Not one, not two, but three cakes were brought to celebrate a member's birthday. Unbeknownst to each other, three book clubbers decided to remember a birthday--including the birthday celebrant herself. The white cardboard boxes were lined up on the counter waiting for the meeting to be over to reveal their deliciousness. Short story fodder? Think O'Henry? Reader you will have to wait until the meeting notes to find out more about the cakes.
The meeting was all positiveness about the book--one of the most positive group reactions in recent memory (which granted is not very long nowadays). The presenter encouraged the group to not only talk about the content--Hitler's early Nazification of Germany but also the technique that the author used to make this nonfiction so appealing.
Several members initially had low expectations for their enjoyment of a book on a very familiar topic; yet once they started In the Garden of The Beasts they were enthralled by it and its revelations. So much so that some members felt that what they were reading was fictionalized despite all of the footnotes.

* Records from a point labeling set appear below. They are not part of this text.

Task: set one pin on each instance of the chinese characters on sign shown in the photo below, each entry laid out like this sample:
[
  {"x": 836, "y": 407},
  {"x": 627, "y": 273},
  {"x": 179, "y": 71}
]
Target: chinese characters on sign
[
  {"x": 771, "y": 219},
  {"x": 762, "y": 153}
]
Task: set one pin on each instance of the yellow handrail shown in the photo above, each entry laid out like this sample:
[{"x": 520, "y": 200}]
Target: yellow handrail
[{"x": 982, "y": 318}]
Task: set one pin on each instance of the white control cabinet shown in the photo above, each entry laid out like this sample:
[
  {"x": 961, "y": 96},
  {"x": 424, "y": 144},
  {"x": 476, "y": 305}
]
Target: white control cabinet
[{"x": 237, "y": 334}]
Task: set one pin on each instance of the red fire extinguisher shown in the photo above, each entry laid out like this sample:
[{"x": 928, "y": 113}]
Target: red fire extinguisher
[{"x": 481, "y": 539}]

Don't skip them, by the way!
The main characters William E. Dodd, ambassador from America to Germany--and his daughter Martha (his wife and son are minor players) are naive Americans who share the negative view held by the majority of their fellow Americans towards Jews and towards getting involved in foreign wars. (No chance they would enter a foreign war to stop persecution of Jews.) In short, the Dodds are imperfect, flawed characters. Dodd will not do anything extraordinary or history making. Just like many others Dodd meets with Hitler and comes away believing in the villain's desire for peace; although by the end of his tenure Dodd understands the beast for what he is. Martha is remarkably free and independent; she falls for the beauty of the Nazi youth as she falls for a long line of men. (Slut one member called her; which led to a side chat about the sexism of the term. Can a man be a slut? Yes? No? Can you be a slut if Carl Sandburg is your lover and sends you poetry?)

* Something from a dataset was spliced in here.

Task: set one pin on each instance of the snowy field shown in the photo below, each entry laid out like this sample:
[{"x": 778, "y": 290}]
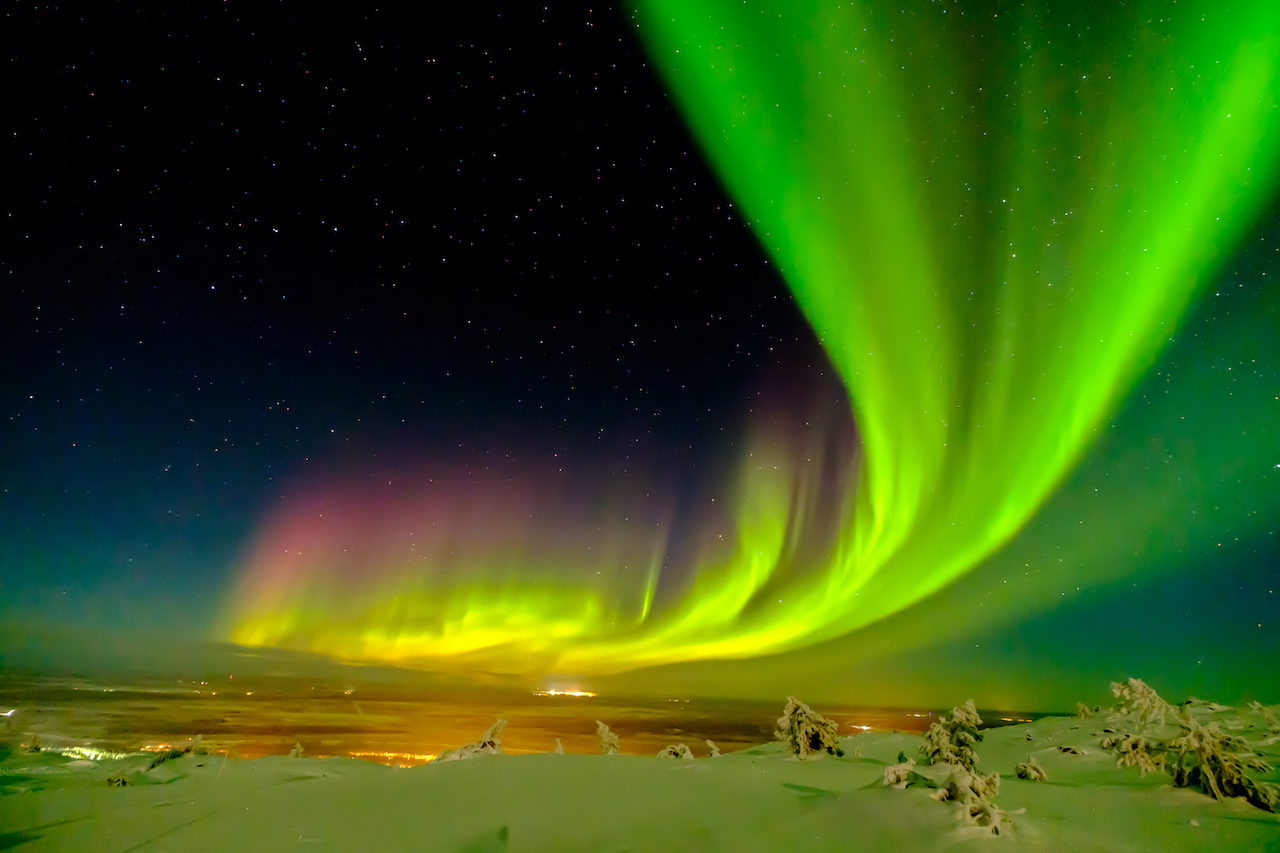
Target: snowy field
[{"x": 758, "y": 798}]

As to technique; one member used this metaphor: Erik Larson structured his book much like a Downtown Abbey episode--focusing on one angle, person or story; leaving them to go on to another and another before returning. Pulling the reader in and moving them along, keeping them hooked. Even the use of chapter titles smacked of fiction writing.

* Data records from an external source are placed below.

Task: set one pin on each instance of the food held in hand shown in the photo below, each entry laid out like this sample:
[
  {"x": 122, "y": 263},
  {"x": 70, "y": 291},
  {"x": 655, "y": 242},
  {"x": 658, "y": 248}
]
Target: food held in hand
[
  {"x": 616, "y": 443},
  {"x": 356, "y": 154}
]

Now for dessert: Two cakes from Little Red Hen--one chocolate; one apple pie. One chocolate cake from Sweet Melissas. (I should have heated it; tasted better that way! Yes I had another slice.) So much left that we briefly considered freezing them and bringing them back to every book group meeting until they were eaten. Briefly.
Oh: Don't forget Gilgamesh next month. Not just any edition--see earlier entry. And if Gilgamesh is the search term that is getting hits from porno sites--it is getting deleted.